Bir düşünün öğretmene ihtiyacı olan bir ülke var ve o ülkenin maliye bakanı “bütçe kısıtlı” diyerek atamalar yapılamayacak diyor, oda yetmiyor, “90 bin öğretmenle idare etmeye çalışıyoruz” gibi vahim bir açıklama yapıyor.
Ne vahimdir ki bu ülkede 295 bin atama bekleyen öğretmen var, Devletin şu an 127 bin öğretmene ihtiyacı var bu demek oluyor ki 168 bin öğretmen adayı boşta kalıyor.
Şimdi soru şu…
Kocaman bir ülkenin eğitimden önemli ne olabilir, bütçe kavramı neye göre eğitime öğretmen alımlarına engel?
Türkiye gibi büyük bir memleketten bahsediyoruz genç nüfusumuz birçok ülkeden fazla ve eğitime muhtaç gelecek nesillerimiz var gençlerimizi yetiştiremezsek gelecek kaygısından da kurtulamayız.
Asla unutmayın eğitimsiz nesiller birbirine zarar verir. Türkiye olarak buna müsama göstermeyiz.
Buraya kadar tamam, lakin halletmemiz gereken konular var.
Öğretmenlerimiz ne çok sıkıntılar içinde eğitim verdiğini biliyoruz.
Büyük şehirlerde belki daha az problemleri varmış gibi görünse de, büyük şehirlerde de devletin verdiği maaşla bir öğretmenin geçinmesi büyük sorun.
Maddi sıkıntılar yaşayan değerli öğretmenlerimizin birçoğu ek işler yapmak zorunda buda öğretmenlerimizin sıkıntılı süreçler yaşamasına sebep oluyor.
Diğer taraftan kırsal kesimlerdeki öğretmenlerimizin yaşam şartlarının zorluğu tartışılmaz, hepimiz biliriz; kırsal kesimlerdeki bazı beyinlerin eğitime bakış açılarını maalesef ki değerli öğretmenlerimiz çocuklardan önce bu geri zihniyetleri eğitirken daha çok zorlanıyor.

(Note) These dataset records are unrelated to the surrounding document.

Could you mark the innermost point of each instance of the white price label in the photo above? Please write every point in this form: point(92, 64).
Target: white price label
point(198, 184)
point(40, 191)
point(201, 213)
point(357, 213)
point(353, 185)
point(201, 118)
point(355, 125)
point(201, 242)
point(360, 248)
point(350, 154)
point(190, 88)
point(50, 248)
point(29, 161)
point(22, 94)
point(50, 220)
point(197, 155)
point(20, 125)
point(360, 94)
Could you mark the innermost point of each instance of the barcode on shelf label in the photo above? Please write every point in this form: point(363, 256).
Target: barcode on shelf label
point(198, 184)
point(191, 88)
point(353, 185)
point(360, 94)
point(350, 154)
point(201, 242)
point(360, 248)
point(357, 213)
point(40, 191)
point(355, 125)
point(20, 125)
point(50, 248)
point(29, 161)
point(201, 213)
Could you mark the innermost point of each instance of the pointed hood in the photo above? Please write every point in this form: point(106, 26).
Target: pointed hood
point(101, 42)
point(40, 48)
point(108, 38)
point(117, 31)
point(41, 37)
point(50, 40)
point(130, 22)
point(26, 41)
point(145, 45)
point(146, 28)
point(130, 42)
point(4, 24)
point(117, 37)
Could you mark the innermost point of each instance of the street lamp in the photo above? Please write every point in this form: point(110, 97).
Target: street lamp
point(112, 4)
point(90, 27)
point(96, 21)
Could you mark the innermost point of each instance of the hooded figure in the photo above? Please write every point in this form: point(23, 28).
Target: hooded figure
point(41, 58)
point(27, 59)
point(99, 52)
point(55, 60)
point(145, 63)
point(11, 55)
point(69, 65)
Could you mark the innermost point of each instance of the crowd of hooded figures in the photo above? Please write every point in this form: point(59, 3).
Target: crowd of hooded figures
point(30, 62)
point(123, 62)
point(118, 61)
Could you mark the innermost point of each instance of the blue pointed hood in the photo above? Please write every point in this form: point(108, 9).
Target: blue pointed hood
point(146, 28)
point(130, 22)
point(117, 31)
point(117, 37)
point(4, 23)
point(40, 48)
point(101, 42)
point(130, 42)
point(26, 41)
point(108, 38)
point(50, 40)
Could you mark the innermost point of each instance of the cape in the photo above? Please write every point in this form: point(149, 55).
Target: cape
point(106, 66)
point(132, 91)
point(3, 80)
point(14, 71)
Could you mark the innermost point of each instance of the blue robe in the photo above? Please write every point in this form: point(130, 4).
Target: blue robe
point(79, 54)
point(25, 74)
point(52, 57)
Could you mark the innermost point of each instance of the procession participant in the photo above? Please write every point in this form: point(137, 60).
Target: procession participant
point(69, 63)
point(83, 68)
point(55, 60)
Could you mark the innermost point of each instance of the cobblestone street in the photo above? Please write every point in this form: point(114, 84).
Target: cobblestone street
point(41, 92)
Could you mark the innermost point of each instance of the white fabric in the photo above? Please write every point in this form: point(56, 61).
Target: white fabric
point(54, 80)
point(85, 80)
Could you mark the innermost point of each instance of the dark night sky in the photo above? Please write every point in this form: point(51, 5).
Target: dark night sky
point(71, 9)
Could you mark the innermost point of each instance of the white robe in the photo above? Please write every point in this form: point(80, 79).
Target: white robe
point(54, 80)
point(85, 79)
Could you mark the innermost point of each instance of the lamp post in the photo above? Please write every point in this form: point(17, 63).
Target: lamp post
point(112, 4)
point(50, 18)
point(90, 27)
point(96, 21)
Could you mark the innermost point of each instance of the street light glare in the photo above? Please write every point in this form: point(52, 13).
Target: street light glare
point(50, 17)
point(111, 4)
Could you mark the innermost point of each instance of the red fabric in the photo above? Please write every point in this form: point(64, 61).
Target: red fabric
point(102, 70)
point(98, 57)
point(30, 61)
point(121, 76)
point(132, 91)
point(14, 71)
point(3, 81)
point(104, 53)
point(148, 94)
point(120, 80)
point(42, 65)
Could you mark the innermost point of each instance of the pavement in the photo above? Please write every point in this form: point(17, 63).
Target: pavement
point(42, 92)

Buna rağmen bütün öğretmenlerimiz gönülden yaptıkları mesleklerini zevkle yapıyorlar, onlarda biliyorlar ki her yetiştirdiği çocuk bir hayat bir ömür bundan daha üstün bir duygu onlar için olamaz.
Bu böyleyken öğretmenlerimizin yaşam şartlarını daha da kolaylaştırmak, buna öğretmenlerimizin yaşam şartlarını iyileştirmekle başlamalıyız.
Diğer taraftan okul düzeni ve sınıflara göre öğrenci dağılımını dikkatle ve itinayla yaparsak hem öğretmenlerimiz verdiği eğitime daha çok zaman ayırır hem de öğrencilerimiz daha iyi derslerini algılayabilirler.
Tüm bu zorluklara rağmen görevini tam hakkıyla yapan değerli öğretmenlerimizin ellerinden öpüyor ve önlerinde saygıyla eğiliyoruz.
“Bana bir harf öğretenin 40 Yıl kölesi olurum” diyerek eğitimin ne kadar önemli olduğunu vurgulayan HZ Ali’yide hürmetle anıyoruz.